Extracting the boss's stats:

``````let [BossHP, BossDmg, BossDef] = input.matchAll(/\d+/g)].map(el => +el[0])
``````

Calculating the number of rounds survived:

``````function calculateRounds(hp, dmg) {
return hp % dmg == 0
? hp / dmg
: 1 + ((hp - (hp % dmg)) / dmg)
}
``````

Simulating the battle:

``````function battle(stats) {
let BossRounds = calculateRounds(
stats.BossHP,
stats.P1Dmg - stats.BossDef
)
let P1Rounds = calculateRounds(
stats.P1HP,
stats.BossDmg - stats.P1Def
)
return BossRounds <= P1Rounds ?
["P1 wins!", P1Rounds, BossRounds] :
["Boss wins!", BossRounds, P1Rounds]
}
``````

The parameter referenced above, `stats`, has this structure:

``````{
BossHP: BossHP,
BossDmg: BossDmg,
BossDef: BossDef,
P1HP: 100,
P1Dmg: 8,
P1Def: 4
}
``````

To replay, I just changed `P1Dmg` and `P1Def`:

``````P1Dmg: 4
P1Def: 0
Boss wins!

P1Dmg: 5
P1Def: 0
Boss wins!

P1Dmg: 6
P1Def: 0
Boss wins!

P1Dmg: 7
P1Def: 0
Boss wins!

P1Dmg: 8
P1Def: 0
Boss wins!
``````

Bummer. Looks like the player must carry more than just a weapon into battle to have a chance at winning!

### Playing out a few more battles

It's not enough to do 8 damage and have no armor.

What about 8 damage and all the armor: 8?

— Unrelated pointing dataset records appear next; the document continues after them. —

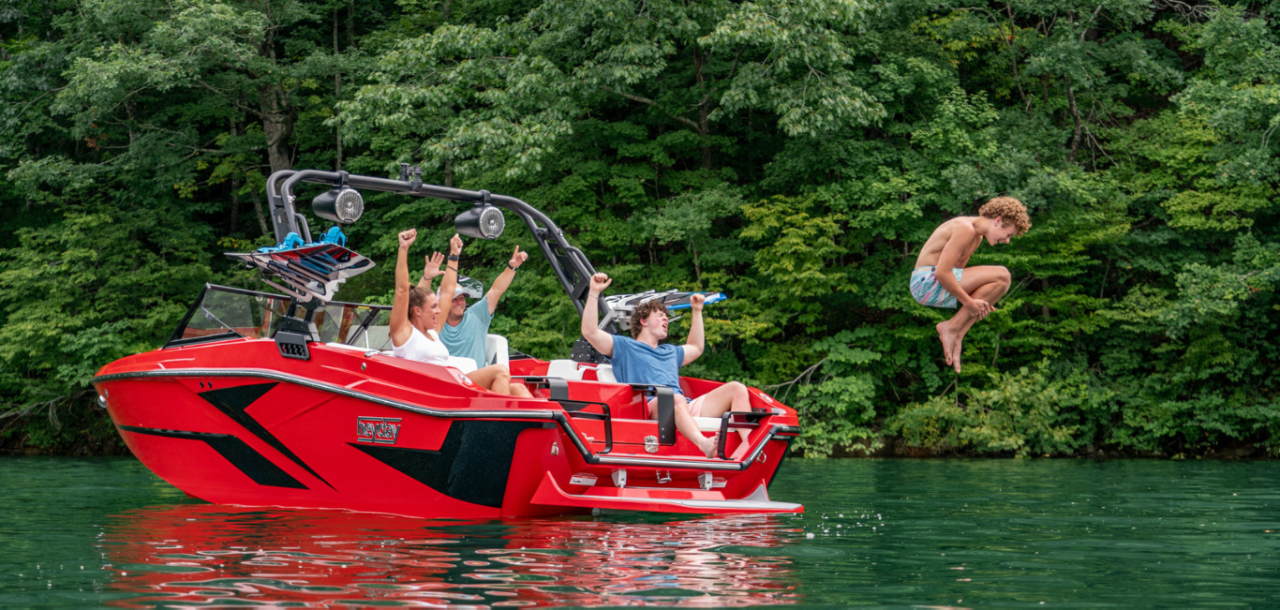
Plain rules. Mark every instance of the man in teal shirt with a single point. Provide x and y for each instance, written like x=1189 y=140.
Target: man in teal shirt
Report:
x=466 y=328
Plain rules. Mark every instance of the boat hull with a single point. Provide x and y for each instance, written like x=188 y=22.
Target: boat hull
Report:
x=351 y=431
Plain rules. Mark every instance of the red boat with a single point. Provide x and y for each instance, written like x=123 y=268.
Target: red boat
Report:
x=291 y=399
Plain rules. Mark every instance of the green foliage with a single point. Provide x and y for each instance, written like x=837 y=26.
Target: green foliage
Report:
x=791 y=154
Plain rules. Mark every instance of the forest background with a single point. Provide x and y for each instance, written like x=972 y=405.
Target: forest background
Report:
x=791 y=154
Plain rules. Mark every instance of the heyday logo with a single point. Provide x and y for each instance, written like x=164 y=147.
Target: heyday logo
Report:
x=383 y=430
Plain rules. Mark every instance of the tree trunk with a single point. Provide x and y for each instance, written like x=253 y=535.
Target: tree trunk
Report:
x=703 y=110
x=234 y=187
x=337 y=91
x=1045 y=311
x=261 y=215
x=277 y=111
x=277 y=125
x=1075 y=117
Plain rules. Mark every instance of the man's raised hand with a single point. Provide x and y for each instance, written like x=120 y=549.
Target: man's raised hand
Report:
x=695 y=302
x=433 y=266
x=599 y=281
x=407 y=238
x=517 y=258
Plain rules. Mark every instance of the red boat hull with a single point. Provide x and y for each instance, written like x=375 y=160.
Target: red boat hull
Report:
x=344 y=430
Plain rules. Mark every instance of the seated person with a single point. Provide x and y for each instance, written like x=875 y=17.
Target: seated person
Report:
x=416 y=320
x=641 y=359
x=465 y=328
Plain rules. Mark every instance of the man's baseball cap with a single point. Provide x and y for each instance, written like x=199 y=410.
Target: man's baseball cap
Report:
x=467 y=287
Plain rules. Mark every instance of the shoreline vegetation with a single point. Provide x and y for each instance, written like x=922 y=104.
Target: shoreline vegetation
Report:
x=792 y=155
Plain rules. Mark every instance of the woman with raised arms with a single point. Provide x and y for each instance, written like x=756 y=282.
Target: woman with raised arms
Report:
x=416 y=317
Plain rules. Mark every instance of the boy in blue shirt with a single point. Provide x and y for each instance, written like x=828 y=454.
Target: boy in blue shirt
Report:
x=465 y=328
x=643 y=359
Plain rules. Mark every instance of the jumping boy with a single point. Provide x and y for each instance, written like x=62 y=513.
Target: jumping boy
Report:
x=941 y=279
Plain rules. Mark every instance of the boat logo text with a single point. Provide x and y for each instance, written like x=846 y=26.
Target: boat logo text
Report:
x=376 y=430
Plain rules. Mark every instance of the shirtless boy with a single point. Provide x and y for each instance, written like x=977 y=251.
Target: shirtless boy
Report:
x=941 y=279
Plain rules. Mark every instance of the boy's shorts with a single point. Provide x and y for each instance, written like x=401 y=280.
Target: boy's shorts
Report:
x=928 y=290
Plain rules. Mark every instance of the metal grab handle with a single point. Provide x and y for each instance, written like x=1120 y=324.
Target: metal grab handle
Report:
x=755 y=413
x=666 y=411
x=608 y=421
x=558 y=393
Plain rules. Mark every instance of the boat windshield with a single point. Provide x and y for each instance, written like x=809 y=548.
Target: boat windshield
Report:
x=224 y=312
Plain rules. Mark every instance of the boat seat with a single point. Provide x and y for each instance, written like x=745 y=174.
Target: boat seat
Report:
x=378 y=338
x=704 y=423
x=565 y=368
x=708 y=423
x=604 y=372
x=497 y=351
x=464 y=363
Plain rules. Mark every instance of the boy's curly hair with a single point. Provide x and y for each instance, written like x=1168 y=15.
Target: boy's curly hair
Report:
x=1009 y=209
x=641 y=312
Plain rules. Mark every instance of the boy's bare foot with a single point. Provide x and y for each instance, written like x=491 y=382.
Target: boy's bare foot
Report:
x=711 y=445
x=949 y=336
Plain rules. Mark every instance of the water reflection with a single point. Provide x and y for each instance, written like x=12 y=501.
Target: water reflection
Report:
x=204 y=555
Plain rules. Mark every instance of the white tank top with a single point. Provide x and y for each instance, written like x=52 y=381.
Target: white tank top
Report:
x=419 y=348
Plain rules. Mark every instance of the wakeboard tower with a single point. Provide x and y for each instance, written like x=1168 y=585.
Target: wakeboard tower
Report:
x=293 y=399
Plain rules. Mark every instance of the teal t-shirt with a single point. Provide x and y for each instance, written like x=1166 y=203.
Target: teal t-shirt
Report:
x=466 y=339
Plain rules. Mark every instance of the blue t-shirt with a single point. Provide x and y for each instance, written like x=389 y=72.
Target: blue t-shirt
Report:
x=635 y=362
x=466 y=339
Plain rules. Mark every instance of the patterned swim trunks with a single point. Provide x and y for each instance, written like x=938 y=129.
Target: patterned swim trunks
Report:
x=928 y=290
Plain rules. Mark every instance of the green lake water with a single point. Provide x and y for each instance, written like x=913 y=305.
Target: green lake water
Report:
x=965 y=533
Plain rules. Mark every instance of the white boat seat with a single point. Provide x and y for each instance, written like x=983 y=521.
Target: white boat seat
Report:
x=604 y=372
x=343 y=345
x=708 y=423
x=378 y=338
x=464 y=363
x=497 y=351
x=566 y=370
x=704 y=423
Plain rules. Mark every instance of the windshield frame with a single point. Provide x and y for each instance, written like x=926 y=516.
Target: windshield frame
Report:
x=177 y=340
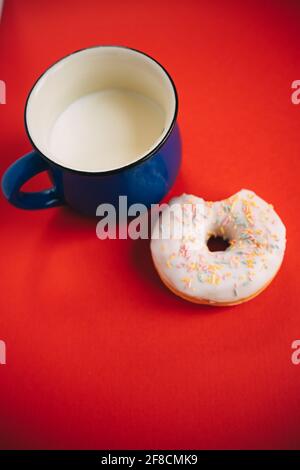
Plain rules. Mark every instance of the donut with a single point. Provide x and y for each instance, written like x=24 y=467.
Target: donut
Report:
x=256 y=245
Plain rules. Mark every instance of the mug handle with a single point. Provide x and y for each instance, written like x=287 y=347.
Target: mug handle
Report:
x=21 y=171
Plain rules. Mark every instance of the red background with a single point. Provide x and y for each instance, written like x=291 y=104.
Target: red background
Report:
x=99 y=353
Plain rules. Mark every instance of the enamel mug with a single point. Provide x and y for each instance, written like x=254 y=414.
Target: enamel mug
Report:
x=80 y=182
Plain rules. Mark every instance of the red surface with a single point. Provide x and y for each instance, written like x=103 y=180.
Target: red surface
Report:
x=99 y=353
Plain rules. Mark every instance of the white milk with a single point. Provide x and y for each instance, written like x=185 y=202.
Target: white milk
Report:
x=106 y=130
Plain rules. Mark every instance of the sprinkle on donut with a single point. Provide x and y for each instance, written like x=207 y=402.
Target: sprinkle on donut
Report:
x=256 y=239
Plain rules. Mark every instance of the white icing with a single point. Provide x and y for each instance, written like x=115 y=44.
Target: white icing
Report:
x=256 y=234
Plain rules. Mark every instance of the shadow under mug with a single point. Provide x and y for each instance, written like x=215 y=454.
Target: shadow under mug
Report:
x=146 y=180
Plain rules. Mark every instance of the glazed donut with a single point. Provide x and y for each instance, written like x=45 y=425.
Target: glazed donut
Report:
x=256 y=238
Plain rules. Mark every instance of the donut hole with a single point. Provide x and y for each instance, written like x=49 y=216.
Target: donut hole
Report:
x=217 y=243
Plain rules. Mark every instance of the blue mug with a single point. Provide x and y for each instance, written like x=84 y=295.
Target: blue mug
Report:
x=81 y=182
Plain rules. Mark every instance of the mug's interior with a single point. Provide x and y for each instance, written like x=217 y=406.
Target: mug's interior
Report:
x=89 y=71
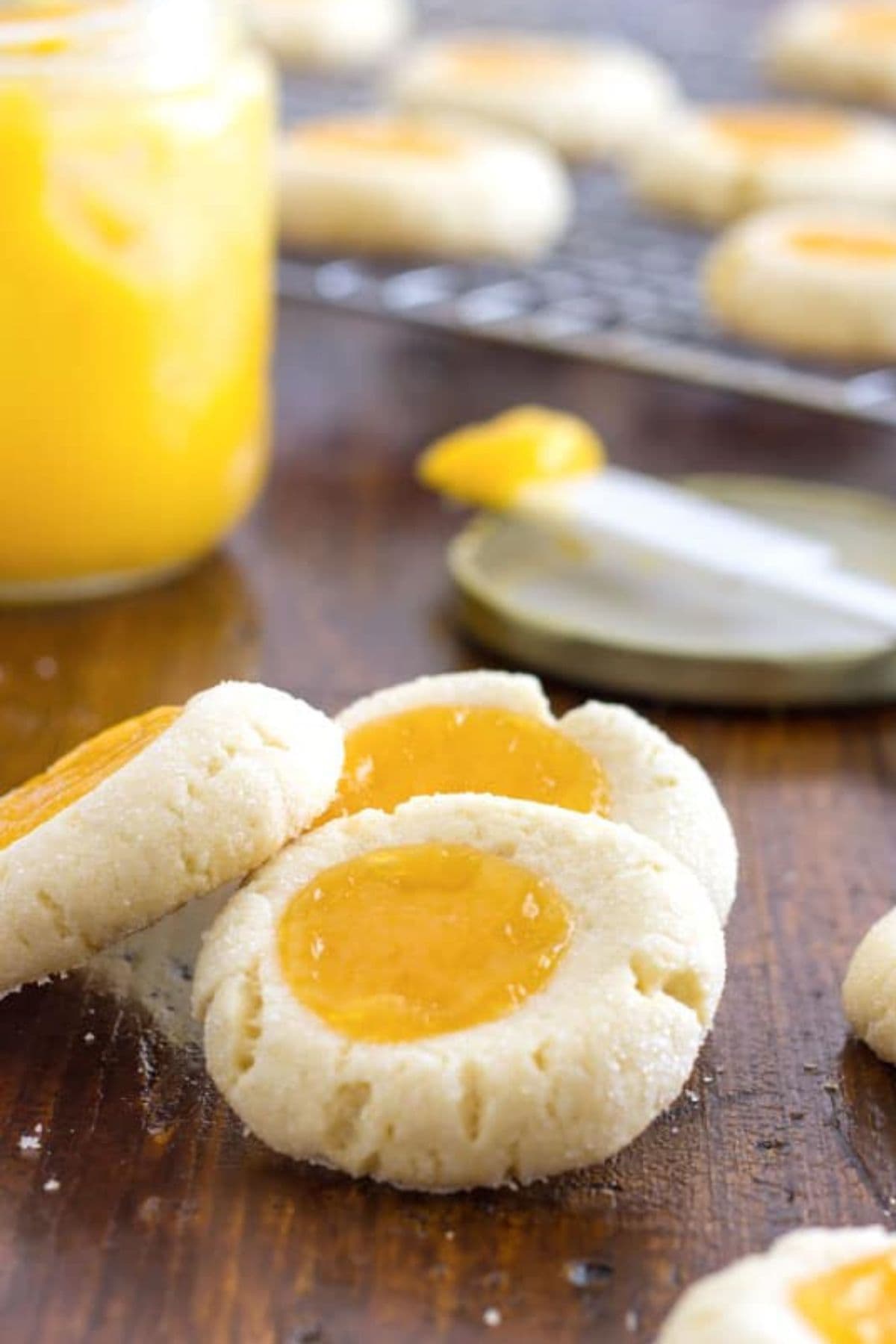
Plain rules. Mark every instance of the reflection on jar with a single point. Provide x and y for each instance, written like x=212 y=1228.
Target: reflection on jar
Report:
x=134 y=269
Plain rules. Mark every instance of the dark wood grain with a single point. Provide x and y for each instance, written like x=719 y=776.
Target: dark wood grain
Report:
x=168 y=1222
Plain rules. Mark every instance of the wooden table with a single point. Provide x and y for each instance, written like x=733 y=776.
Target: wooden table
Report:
x=171 y=1225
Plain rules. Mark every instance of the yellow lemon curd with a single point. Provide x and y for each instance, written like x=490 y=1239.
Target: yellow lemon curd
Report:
x=841 y=243
x=415 y=941
x=78 y=773
x=871 y=23
x=852 y=1304
x=134 y=270
x=465 y=749
x=491 y=464
x=768 y=131
x=379 y=137
x=512 y=60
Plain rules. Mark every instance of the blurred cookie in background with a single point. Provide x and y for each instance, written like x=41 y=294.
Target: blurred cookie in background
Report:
x=395 y=184
x=586 y=99
x=329 y=34
x=847 y=50
x=716 y=163
x=809 y=280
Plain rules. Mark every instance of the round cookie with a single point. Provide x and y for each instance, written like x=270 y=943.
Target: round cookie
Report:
x=398 y=184
x=869 y=989
x=809 y=1288
x=586 y=99
x=600 y=757
x=151 y=813
x=712 y=164
x=809 y=280
x=329 y=34
x=842 y=49
x=440 y=1053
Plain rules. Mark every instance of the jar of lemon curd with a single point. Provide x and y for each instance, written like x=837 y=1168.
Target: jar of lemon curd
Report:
x=134 y=288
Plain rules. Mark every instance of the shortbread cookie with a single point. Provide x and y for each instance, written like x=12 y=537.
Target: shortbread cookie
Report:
x=396 y=184
x=809 y=280
x=844 y=49
x=820 y=1287
x=470 y=991
x=329 y=34
x=586 y=99
x=712 y=164
x=494 y=732
x=869 y=989
x=153 y=812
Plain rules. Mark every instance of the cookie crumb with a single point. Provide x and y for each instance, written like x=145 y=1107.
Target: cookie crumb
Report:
x=31 y=1142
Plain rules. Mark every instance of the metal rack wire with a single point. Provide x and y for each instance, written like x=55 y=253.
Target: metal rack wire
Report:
x=622 y=287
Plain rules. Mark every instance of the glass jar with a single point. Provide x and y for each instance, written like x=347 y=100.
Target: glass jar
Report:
x=136 y=226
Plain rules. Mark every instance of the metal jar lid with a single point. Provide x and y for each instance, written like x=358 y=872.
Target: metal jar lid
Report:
x=644 y=633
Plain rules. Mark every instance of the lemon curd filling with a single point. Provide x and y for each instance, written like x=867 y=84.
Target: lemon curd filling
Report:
x=393 y=139
x=78 y=773
x=421 y=940
x=134 y=269
x=868 y=22
x=763 y=131
x=853 y=1304
x=841 y=245
x=491 y=464
x=491 y=60
x=465 y=749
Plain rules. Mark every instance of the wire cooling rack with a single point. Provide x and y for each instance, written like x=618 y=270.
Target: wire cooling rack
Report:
x=622 y=288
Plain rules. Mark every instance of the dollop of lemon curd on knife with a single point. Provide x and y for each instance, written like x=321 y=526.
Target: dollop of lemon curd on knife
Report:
x=78 y=773
x=134 y=270
x=465 y=749
x=844 y=243
x=852 y=1304
x=491 y=464
x=415 y=941
x=771 y=131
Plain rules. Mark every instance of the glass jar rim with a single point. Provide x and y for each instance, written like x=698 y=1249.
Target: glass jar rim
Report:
x=158 y=43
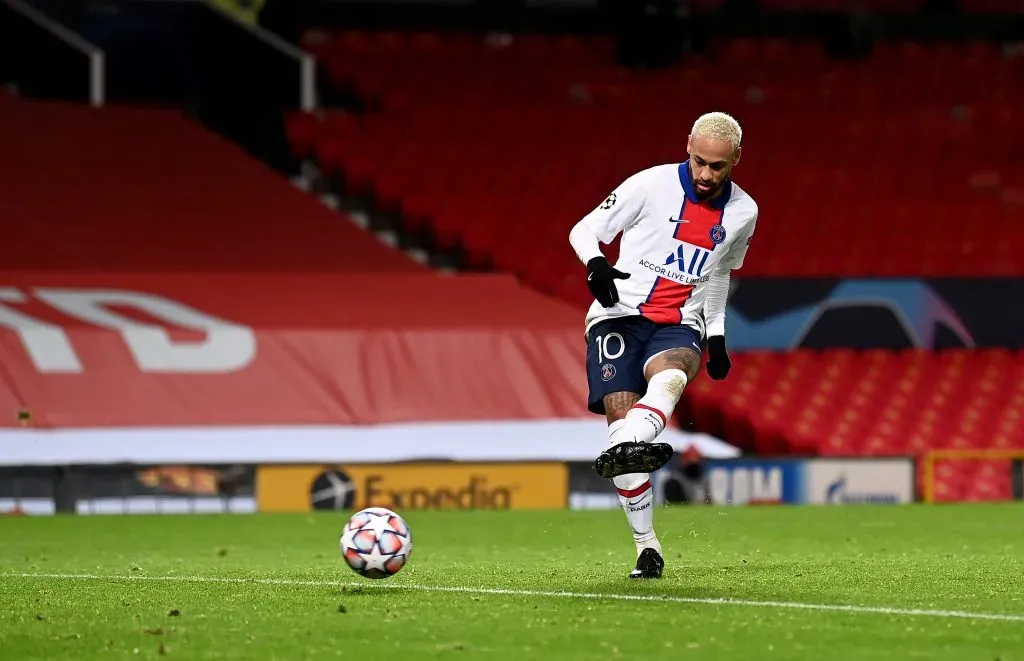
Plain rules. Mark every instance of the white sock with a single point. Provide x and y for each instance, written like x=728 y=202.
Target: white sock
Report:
x=649 y=415
x=637 y=498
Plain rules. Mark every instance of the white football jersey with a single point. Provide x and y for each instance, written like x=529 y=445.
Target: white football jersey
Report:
x=671 y=244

• As expected, player wins

Let's work backwards now until player loses:

``````P1Dmg: 8
P1Def: 8
P1 wins!

P1Dmg: 8
P1Def: 7
P1 wins!

P1Dmg: 8
P1Def: 6
P1 wins!

P1Dmg: 8
P1Def: 5
P1 wins!

P1Dmg: 8
P1Def: 4
P1 wins!

P1Dmg: 8
P1Def: 3
Boss wins!
``````

The lowest cost thus far:

``````P1Dmg: 8
P1Def: 4

Weapon: Longsword (40 gold)
Armor: Bandedmail (75 gold)
Ring: Damage +1 (25 gold)

Total cost: 140 gold
``````

What if player's damage is `9`?

``````P1Dmg: 9
P1Def: 4
P1 wins!

P1Dmg: 9
P1Def: 3
P1 wins!

P1Dmg: 9
P1Def: 2
P1 wins! Barely!

P1Dmg: 9
P1Def: 1
Boss wins!
``````

The lowest cost thus far:

``````P1Dmg: 9
P1Def: 2

Weapon: Longsword (40 gold)
Armor: Chainmail (31 gold)
Ring: Damage +2 (50 gold)

Total cost: 121 gold
``````

It's worth a try at the correct answer...

## Part 2

### I guess I'll keep playing!

This time, I must identify:

the most amount of gold I can spend and still lose the fight

• Seems smart to wear both the most expensive rings
• And I have to buy a weapon

``````P1Dmg: 7
P1Def: 4
Boss wins!

Weapon: Dagger (8 gold)
Armor: Bandedmail (75 gold)
Ring: Damage +3 (100 gold)

Total cost: 183 gold
``````

Oh, and with two rings:

``````P1Dmg: 8
P1Def: 3
Boss wins!

Weapon: Shortsword (10 gold)
Ring: Defense +3 (80 gold)
Ring: Damage +3 (100 gold)

Total cost: 190 gold
``````

• Nope. Too low.

Oh, another `(7, 4)` but with four items:

``````P1Dmg: 7
P1Def: 4
Boss wins!

Weapon: Dagger (8 gold)
Armor: Leather (13 gold)
Ring: Defense +3 (80 gold)
Ring: Damage +3 (100 gold)

Total cost: 201 gold
``````

• Yes, it is!

## I did it!!

• I solved both parts!
• By first building a round-calculating algorithm that performed simple arithmetic!
• Then, by building a battle-simulating algorithm!
• And playing it with different damage and defense values!
• And identifying the proper items that would tally to the winning - or losing - values!

If I hadn't stumbled on Part 1's correct answer so quickly, I was ready to write an algorithm using several nested `for` loops that simulated all `1110` of the options.

Thankfully, I didn't have to build such an algorithm!

Though, it may have been a fun - albeit frustrating and head-scratching - experience.